The announcement comes after three fires in the last six weeks involving the electric car, which has gotten top safety ratings in crash tests performed by the National Highway Traffic Safety Administration.
Just last month, the agency said it was not planning to conduct a probe because "after reviewing all available data," it had not found evidence showing the fires were the result of a problem with the car.
In congressional testimony Tuesday, NHTSA Administrator David Strickland said the agency decided to open the investigation because of similarities between the two fires that took place in the United States.
"Two being a trend, we clearly saw some issues," he said during a hearing on an unrelated topic.
Tesla Motors CEO Elon Musk said Tuesday that the company's vice president of regulatory affairs had requested the probe on Friday to combat any doubts or fears about the fire risk.
"Given that the incidence of fires in the Model S is far lower than combustion cars and that there have been no resulting injuries, this did not at first seem like a good use of NHTSA's time," the company said on its blog. "However ... if a false perception about the safety of electric cars is allowed to linger, it will delay the advent of sustainable transport."
But Strickland testified that NHTSA independently decided to start the probe without a request from Tesla.
Tesla ( shares have lost about a third of their value since the first fire was reported. The stock, which fell 10% on Monday, was up 4% in midday Tuesday trading.

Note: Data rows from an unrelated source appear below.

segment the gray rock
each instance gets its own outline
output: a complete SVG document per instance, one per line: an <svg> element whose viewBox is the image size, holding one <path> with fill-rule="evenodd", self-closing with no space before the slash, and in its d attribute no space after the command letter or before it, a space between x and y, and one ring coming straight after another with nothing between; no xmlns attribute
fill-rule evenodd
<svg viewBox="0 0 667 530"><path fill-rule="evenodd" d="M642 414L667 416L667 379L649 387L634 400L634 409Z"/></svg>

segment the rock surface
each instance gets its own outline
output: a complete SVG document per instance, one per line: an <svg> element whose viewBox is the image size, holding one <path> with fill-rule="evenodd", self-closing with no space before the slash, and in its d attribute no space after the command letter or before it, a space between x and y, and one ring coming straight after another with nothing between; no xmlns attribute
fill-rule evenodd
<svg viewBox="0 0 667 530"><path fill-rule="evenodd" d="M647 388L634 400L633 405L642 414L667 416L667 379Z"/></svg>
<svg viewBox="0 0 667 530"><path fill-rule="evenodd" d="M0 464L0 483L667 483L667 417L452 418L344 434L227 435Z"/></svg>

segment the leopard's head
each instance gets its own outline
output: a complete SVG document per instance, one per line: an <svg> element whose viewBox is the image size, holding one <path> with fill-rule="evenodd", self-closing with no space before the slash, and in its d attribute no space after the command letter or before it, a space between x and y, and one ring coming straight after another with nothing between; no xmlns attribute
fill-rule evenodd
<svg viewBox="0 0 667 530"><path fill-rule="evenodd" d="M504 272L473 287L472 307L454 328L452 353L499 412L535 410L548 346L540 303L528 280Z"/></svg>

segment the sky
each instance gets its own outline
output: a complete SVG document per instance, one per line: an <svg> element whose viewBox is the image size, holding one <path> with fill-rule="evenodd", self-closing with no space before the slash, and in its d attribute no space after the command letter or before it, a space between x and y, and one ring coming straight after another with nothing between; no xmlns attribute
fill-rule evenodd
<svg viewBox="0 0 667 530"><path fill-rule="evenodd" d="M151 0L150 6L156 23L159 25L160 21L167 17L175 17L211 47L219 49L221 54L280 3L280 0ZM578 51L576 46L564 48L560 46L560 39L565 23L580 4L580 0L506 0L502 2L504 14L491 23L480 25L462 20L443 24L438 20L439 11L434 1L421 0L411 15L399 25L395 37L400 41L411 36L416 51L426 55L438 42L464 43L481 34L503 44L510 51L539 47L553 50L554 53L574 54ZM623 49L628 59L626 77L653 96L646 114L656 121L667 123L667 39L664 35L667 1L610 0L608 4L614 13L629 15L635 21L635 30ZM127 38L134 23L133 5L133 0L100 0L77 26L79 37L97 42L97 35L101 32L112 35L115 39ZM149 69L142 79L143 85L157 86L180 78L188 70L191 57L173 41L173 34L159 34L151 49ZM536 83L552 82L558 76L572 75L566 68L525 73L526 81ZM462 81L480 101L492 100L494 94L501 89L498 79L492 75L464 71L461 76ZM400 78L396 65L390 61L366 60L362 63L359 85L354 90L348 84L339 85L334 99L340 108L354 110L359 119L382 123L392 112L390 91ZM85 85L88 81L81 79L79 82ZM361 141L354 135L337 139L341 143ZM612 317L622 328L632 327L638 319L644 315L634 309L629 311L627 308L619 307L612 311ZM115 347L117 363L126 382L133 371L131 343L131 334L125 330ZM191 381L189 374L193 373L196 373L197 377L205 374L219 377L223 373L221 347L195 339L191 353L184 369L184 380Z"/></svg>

Shares are still up 275% this year. )
Tesla also said it has updated the car's software to change the car's air suspension so that it will have greater ground clearance at highway speeds.
The first and third fires occurred when the cars struck debris in the road. The company said another software update expected in January will give the driver direct control of the air suspension ride height.
CEO Elon Musk has defended the safety record of the Model S, pointing out that no one has been hurt or killed in any accident, and that the fires occur about one-fourth as often as in the case of a traditional gasoline-powered car.
There are about 19,000 Model S vehicles on the road, meaning that about one in 6,300 has had a fire.
By comparison, there are about 250 million cars and trucks, virtually all of them gasoline powered.
According to the latest figures from the National Fire Protection Association, there were about 172,500 vehicle fires in the United States last year, or about one for every 1,450 vehicles on the road. Those fires were associated with 300 deaths and 800 injuries. There was a fire involving gasoline powered cars about every three minutes on average last year.
Last week, Tesla CEO Elon Musk said "there's no reason" for a recall. "If you read the headlines, it sounds like Teslas have a greater propensity to catch fires than other cars. In reality, nothing could be further from the truth."
On Tuesday, he tweeted, "Why does a Tesla fire with no injury get more media headlines than 100,000 gas car fires that kill hundreds of people per year?"
Musk said the fires were caused by the severity of the accidents they were involved in, not a problem with the car. He said if a recall could fix any problem, Tesla would be quick to order one.
There have been two recalls of Tesla models in the past. The problems that were addressed did not cause any accidents or injuries.